No caso da provocação de um dano ambiental difuso apesar da existência de uma licença/autorização pública válida para obra/atividade desenvolvida é decisiva a questão se o causador do prejuízo ecológico agiu com boa-fé, acreditando na certidão e legalidade do seu comportamento. Na indagação da existência dessa boa-fé, devem ser considerados o poder econômico do poluidor, a sua capacidade técnica e estrutura administrativa, que podem levar a presunção da sua "má-fé" em relação a seu comportamento.
Para evitar os danos ao meio ambiente, a solução adequada nos parece ser a melhoria das condições de trabalho dos órgãos da Administração Pública incumbidos da defesa do meio ambiente, seu equipamento com recursos humanos e materiais suficientes para o exercício mais eficiente de suas tarefas legais.
Nesse processo é indispensável a participação das populações atingidas pelos problemas ambientais, que devem exercer uma maior pressão política em relação aos governantes, parlamentares e administradores de todas três esferas federativas para que estes apertem as exigências técnicas nos licenciamentos e na fiscalização das atividades poluidoras.
Outro caminho de uma aplicação mais conseqüente do princípio do "poluidor-pagador" no direito ambiental brasileiro seria a cobrança de impostos e taxas pelo fato de determinada atividade poluir o meio ambiente. (Ricardo de Angel Yágüez, Algunas previsiones sobre el futuro de la responsabilidad civil, 1995, Editoral Civitas, Madrid, p. 54; José Marcos Domingues de Oliveira, Direito Tributário e Meio Ambiente, 1995, Edit. Renovar, p. 19ss. passim). Esses instrumentos, por enquanto, dificilmente estão sendo utilizados por parte dos governos nos três níveis da federação brasileira. Há também necessidade da exigência legal de um seguro obrigatório para atividades potencialmente causadoras de danos ambientais, com a fixação de valores mínimos de indenização.

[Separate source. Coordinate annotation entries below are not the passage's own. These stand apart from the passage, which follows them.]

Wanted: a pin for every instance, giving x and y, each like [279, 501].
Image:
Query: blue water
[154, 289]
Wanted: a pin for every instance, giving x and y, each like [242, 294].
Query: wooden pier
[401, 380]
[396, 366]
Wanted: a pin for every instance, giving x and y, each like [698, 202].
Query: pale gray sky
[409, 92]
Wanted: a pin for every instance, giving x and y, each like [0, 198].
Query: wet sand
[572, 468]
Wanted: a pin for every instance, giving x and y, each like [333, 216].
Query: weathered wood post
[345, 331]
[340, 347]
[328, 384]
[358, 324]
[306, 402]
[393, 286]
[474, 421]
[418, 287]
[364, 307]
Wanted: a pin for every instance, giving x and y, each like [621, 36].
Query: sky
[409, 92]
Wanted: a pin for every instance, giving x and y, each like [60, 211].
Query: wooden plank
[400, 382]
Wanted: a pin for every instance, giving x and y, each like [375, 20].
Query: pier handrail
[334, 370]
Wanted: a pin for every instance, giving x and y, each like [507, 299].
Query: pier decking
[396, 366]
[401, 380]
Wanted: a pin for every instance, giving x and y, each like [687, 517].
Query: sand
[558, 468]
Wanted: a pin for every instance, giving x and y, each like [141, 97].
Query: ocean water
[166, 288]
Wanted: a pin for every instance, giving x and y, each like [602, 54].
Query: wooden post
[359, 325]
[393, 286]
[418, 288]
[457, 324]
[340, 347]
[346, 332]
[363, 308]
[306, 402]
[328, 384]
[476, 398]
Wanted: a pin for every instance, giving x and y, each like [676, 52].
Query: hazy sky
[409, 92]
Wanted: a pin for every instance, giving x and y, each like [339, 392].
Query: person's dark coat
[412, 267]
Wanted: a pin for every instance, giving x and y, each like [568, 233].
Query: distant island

Uma responsabilização indiscriminada de pretensos "poluidores" não parece ser a solução adequada para um Estado de Direito, onde existe o princípio da segurança e previsibilidade da situação jurídica e patrimonial do cidadão. Podendo ser justa a responsabilização do poluidor particular em alguns casos, pode se tornar esta solução injusta em outros como nos que envolvem pequenos produtores e fazendeiros bem como donos de pequenos e médios empreendimentos.